A startup brasileira So+Ma, juntamente com uma equipe na Índia e outra na África do Sul, venceu o desafio global Social Innovation Challenge on Plastics para encontrar soluções inovadoras para o descarte do plástico e questões sociais decorrentes. A iniciativa foi liderada pela Unilever em parceria com a Acumen, instituição americana com parceiros e projetos ao redor do mundo que visam mudar a maneira com que lidamos com a pobreza. Foram centenas de inscritos e cada vencedor levou para casa US$ 25 mil – que serão investidos para ampliar e profissionalizar as ideias apresentadas. Além disso, as startups passarão por sessões de mentoring conduzidas por especialistas da Unilever.

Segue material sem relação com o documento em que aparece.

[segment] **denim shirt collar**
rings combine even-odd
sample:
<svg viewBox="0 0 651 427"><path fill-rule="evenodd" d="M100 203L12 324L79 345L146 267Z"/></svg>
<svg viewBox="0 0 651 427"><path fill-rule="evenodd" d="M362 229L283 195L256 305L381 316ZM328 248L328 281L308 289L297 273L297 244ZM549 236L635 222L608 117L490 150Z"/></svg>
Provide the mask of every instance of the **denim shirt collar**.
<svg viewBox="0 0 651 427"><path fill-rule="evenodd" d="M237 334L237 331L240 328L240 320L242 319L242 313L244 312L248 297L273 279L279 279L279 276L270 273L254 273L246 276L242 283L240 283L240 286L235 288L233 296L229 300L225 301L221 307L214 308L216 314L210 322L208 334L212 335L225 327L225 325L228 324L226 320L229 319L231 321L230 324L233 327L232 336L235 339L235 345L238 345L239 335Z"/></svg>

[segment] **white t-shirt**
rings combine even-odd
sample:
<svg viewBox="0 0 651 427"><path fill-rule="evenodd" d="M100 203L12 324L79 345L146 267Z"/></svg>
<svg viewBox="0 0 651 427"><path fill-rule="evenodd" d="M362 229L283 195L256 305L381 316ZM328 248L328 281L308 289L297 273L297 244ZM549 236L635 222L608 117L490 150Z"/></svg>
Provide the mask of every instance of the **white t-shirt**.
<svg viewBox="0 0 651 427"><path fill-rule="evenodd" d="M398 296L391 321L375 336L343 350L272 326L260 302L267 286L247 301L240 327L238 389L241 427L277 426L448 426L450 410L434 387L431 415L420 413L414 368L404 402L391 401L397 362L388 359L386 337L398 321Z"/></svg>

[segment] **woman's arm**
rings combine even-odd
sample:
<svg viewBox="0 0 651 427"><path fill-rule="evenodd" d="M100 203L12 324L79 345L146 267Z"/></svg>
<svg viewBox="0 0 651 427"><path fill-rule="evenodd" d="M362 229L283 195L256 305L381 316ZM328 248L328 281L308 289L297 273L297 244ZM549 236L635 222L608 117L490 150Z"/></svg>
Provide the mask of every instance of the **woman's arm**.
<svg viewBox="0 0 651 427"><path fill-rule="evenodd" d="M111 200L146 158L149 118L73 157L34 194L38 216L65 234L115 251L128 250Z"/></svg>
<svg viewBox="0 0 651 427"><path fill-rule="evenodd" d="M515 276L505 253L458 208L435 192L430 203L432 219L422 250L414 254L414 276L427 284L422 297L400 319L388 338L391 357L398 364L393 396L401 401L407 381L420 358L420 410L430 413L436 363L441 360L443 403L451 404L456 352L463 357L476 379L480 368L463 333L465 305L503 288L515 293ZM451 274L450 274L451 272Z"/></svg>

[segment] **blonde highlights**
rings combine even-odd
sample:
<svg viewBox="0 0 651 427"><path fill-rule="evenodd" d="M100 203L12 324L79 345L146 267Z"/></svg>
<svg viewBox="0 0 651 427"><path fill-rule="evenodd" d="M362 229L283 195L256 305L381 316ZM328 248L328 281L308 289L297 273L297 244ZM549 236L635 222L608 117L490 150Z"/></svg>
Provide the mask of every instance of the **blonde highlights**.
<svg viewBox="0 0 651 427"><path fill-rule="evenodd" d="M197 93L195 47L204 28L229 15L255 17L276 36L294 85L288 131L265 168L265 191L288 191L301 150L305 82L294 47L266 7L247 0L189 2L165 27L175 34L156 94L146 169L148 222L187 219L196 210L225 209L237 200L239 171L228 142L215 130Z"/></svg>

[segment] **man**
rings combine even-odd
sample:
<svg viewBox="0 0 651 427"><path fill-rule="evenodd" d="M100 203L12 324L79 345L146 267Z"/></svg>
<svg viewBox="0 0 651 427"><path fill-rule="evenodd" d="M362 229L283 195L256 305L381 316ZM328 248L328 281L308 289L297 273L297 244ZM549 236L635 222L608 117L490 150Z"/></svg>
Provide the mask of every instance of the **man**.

O escopo dos projetos vencedores vai além do descarte do plástico: visa dar nova perspectiva de vida às pessoas que trabalham na cadeia produtiva e desempenham um trabalho essencial à saúde pública, mas vivem em situação de grande vulnerabilidade social.

Reconhecimento

Ao trocar plástico por pontos digitais, a startup brasileira trabalha para mudar comportamentos em torno da reciclagem em comunidades de baixa renda do Brasil. O eixo do trabalho da So-Ma é recompensar quem descarta corretamente os resíduos sólidos com cursos, exames médicos, itens de alimentação básica, descontos em supermercado, entre outros. Hoje, o empreendimento social já conta com mais de duas mil famílias atendidas e quase 90 toneladas de materiais recicláveis arrecadadas.

Os pontos de coleta, chamados de Casa So+Ma, estão presentes em São Paulo, com postos na Cidade Tiradentes e Grajaú; em Periperi em Salvador; e em Curitiba, na Cidade Industrial. O modelo também beneficia coletivos de catadores. Como as estações de coleta só aceitam recicláveis limpos e classificados, os coletivos podem trabalhar nessa frente e comercializar o material pronto para a venda.

“Estamos muito animados com a dimensão que nosso projeto tomará com o aporte recebido. Conseguiremos estimular a reciclagem de plástico e reverter benefícios que tangem não apenas o meio ambiente, mas mudam a perspectiva de vida das pessoas envolvidas”, comenta Cláudia Pires, fundadora da So+Ma. “Nossa ideia é expandir o programa de reciclagem para escolas municipais. Já estamos em contato com autoridades e prefeitura, mas para que o modelo dê frutos, é necessário engajar toda a comunidade escolar: alunos, pais e corpo docente”, planeja a empreendedora.

“Apenas 3% do plástico gerado no Brasil é reciclado. Por isso, apoiar projetos como o da So+Ma nos permite incentivar e contribuir positivamente para mudar essa realidade”, comenta Antonio Calcagnotto, head de sustentabilidade e assuntos corporativos da Unilever Brasil. “Queremos trabalhar cada vez mais em rede para dar amplitude e alavancar ações que nos movam para a mesma direção – aumentar a consciência e consequentemente os índices de reciclagem em nosso País.”, completa o executivo.

Outras vecendoras

Plastics for Change nasceu na Índia, país repleto de complexidades sociais e onde a reciclagem ainda é incipiente. Para contribuir com essa realidade, a startup desenvolveu uma plataforma online que facilita marcas e fabricantes globais comprarem plástico reciclado de alta qualidade a partir de cadeias de suprimentos responsáveis.

Ao utilizar o canal, os fabricantes têm a certeza de que os catadores trabalharam em instalações seguras e receberam devidamente para a produção dos itens a serem comercializados.

 Regenize, empresa sul-africana, foi a terceira vencedora. Nkazimlo Miti e Chad Robertson quando souberam que apenas 5% das famílias na África do Sul reciclavam seus resíduos, decidiram fundar a empresa de reciclagem construindo um aplicativo. No entanto, eles aprenderam rapidamente que o desafio do gerenciamento de resíduos exigia mais do que tecnologia: eles precisavam mudar o comportamento das famílias e trazer dignidade e profissionalismo para a atividade. Sendo assim, a Regenize oferece suporte aos catadores para que os materiais coletados sejam reintroduzidos no mercado de maneira formal e pelo valor adequado. Dentro de três anos, a startup espera atender 150 mil famílias e criar 145 empregos permanentes.